We’ll also need to ensure the application is configured to use the appropriate cache size as well. Many SIEM applications are configured with a default cache size, which may not be sufficient for your environment.

Log Source Verification

A critical function of any SIEM environment is verifying that the intended systems are logging successfully. Systems that are believed to be logging to a SIEM that aren’t pose a significant risk to an organization, creating a false sense of security and limiting the amount of data available for an investigation.

A common mistake that can be made while verifying if a particular system is logging to a SIEM is using the incorrect fields for confirmation. For example, most SIEMs have several IP address and hostname fields, ranging from source IP address, destination IP address, device IP address, and others. Given the multiple fields, it can be confusing to know which is used for what, especially for new staff. This leaves a possibility that staff are pulling incorrect data and providing inaccurate results when performing verification or searching in general.

As an example, Company A is implementing a new Linux server, and the SOC is being asked if they can see logs coming from it, 172.16.2.1. The SIEM application has three IP address fields: Device IP Address, Source IP Address, and Destination IP Address. The Device IP Address field contains the IP address of the server generating the log event. The Source IP Address is the source of the event, and the Destination IP Address field is the target of the event.

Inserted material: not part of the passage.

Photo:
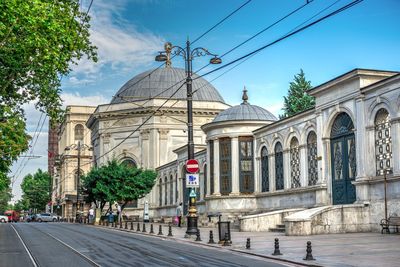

One of the SOC analysts performs the verification, searches for “172.16.2.1,” and gets one result:

Event Name: Accept
Source IP Address: 10.1.1.1
Source Port: 22
Device IP Address: 172.16.50.25
Destination IP Address: 172.16.2.1
Destination Port: 22

Without paying attention to the field names, the analyst mistakenly mentions that the new Linux server is logging, when in fact what he’s looking at is an accept traffic event generated from firewall 172.16.50.25, not an event from the new server. The project to implement the new server is now considered completed, and Company A now has a security gap.

While this can be a major issue and add risk to an organization, a simple process can be followed to show staff which fields to use for verification. Your SIEM vendor can also easily tell you which fields to use as well. Learning and education sessions on searching can also be used to address this and ensure staff know how to search effectively.